La struttura dello steroide è importante per gli effetti che dà a livello genico, mediati dall’aggancio
al suo recettore.
Di fronte a una pletora di molecole che vengono indotte e altre che vengono soppresse, è logico
aspettarsi tutta una serie di effetti: abbiamo una marcatissima depressione di sintesi di cellule
eosinofile da parte delle cellule mieloidi, una diminuzione dell’attivazione dei linfociti T, delle mast
cellule, della sintesi delle citochine, della presentazione dell’Ag da parte delle cellule dendritiche,
etc. Quindi tutta l’immunità innata viene progressivamente depressa dalla terapia steroidea e ciò
significa che gli steroidi sono le sostanze che facilitano maggiormente la comparsa di infezioni.
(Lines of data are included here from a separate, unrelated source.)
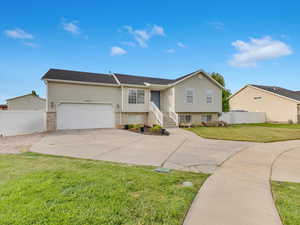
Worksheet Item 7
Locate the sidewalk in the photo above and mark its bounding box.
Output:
[184,141,300,225]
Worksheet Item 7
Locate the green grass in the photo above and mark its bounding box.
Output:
[0,153,208,225]
[187,124,300,142]
[272,181,300,225]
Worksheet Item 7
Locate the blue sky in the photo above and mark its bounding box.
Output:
[0,0,300,103]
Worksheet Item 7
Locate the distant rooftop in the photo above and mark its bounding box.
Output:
[251,84,300,101]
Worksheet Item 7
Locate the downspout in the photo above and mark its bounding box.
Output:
[111,73,123,125]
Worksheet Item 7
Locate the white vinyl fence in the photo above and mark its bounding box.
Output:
[219,112,266,124]
[0,110,46,136]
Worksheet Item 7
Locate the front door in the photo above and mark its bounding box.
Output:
[151,91,160,109]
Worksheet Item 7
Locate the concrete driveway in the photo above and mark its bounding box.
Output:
[31,128,254,173]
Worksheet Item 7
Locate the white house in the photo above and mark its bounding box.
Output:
[42,69,223,130]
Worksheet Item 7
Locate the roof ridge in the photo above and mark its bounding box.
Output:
[114,73,174,81]
[49,68,112,76]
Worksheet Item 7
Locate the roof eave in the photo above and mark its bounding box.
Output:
[43,78,120,87]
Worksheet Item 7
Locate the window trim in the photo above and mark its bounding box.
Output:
[205,95,214,104]
[205,89,214,104]
[184,88,195,104]
[179,114,192,123]
[127,88,145,105]
[200,114,213,123]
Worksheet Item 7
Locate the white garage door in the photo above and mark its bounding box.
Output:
[56,103,115,130]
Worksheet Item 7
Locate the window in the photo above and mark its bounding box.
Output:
[128,89,145,104]
[185,88,194,104]
[201,114,212,122]
[179,115,192,123]
[206,96,212,104]
[205,90,214,104]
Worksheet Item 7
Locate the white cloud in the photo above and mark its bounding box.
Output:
[229,36,292,67]
[23,41,38,48]
[208,21,225,30]
[176,42,186,48]
[151,25,165,36]
[62,21,80,34]
[4,28,34,39]
[124,25,165,48]
[165,48,175,54]
[110,46,127,56]
[121,41,136,47]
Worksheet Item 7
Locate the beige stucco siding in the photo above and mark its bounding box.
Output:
[120,87,150,112]
[47,82,121,112]
[175,74,222,112]
[160,87,175,112]
[7,95,46,110]
[229,86,297,123]
[47,82,121,125]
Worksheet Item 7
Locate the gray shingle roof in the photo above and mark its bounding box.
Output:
[42,69,117,84]
[42,69,205,85]
[115,73,173,85]
[251,84,300,101]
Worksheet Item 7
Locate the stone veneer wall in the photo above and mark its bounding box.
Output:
[47,112,56,131]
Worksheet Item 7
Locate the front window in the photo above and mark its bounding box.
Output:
[128,89,145,104]
[206,96,212,104]
[179,115,192,123]
[186,89,194,104]
[205,90,214,104]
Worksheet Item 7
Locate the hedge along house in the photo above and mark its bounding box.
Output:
[229,85,300,123]
[42,69,223,130]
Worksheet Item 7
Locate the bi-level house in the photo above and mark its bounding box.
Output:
[42,69,223,130]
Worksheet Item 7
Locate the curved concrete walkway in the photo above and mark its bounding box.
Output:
[184,141,300,225]
[272,147,300,183]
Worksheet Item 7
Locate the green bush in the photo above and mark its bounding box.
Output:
[128,124,142,130]
[191,122,203,127]
[150,125,162,132]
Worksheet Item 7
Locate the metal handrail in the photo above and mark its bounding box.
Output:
[149,101,164,126]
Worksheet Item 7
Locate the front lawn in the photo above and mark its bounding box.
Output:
[0,153,208,225]
[187,124,300,142]
[272,181,300,225]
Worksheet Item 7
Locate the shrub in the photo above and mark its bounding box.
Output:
[128,124,142,130]
[150,125,162,132]
[191,122,203,127]
[179,123,191,128]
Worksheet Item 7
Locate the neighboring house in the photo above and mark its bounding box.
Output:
[42,69,223,130]
[0,104,7,110]
[6,94,46,110]
[229,85,300,123]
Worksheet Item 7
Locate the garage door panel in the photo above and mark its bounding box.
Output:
[57,103,114,130]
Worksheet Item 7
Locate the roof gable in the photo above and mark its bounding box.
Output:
[42,69,223,88]
[114,73,173,85]
[251,84,300,101]
[42,69,117,84]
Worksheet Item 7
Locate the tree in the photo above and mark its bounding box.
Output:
[210,73,231,112]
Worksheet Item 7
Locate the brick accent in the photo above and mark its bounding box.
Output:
[47,112,56,131]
Le conseguenze cliniche di tutti gli effetti che ci sono sui geni da parte degli steroidi sono (nella
quarta slide a pag.2 c’è l’elenco di tutte le proteine e gli enzimi interessati e i riflessi sugli effetti
collaterali):
 diabete
 atrofia muscolare
 ipertensione
 ipocaliemia
 ritenzione idro-salina
 glaucoma
 osteoporosi
 broncodilatazione
 effetto antinfiammatorio
Tutte queste sono possibili conseguenze che vanno tenute presenti quando prescriviamo una terapia
steroidea , soprattutto se > 3 mesi.
La somministrazione dello steroide può avvenire per os a piccole dosi, se voglio ottenere una
risposta antiflogistica lenta (ma quanto più a lungo somministro queste piccole dosi tanto più ho la
possibilità di provocare una depressione dell’asse!!!), oppure posso utilizzarlo a boli cioè in grandi
quantità per un periodo limitato di tempo. La somministrazione per os a piccole dosi la utilizzo
quando prevedo che il pz possa ottenere un effetto antinfiammatorio in tempi lunghi, quando non
c’è urgenza nell’intervento terapeutico; invece in un pz con un attacco asmatico importante, o che
ha una cerebrite di tipo lupico, o una forma di vasculite dell’arteria temporale che può mettere a
repentaglio il visus, ho bisogno di avere effetti maggiori in tempi più brevi.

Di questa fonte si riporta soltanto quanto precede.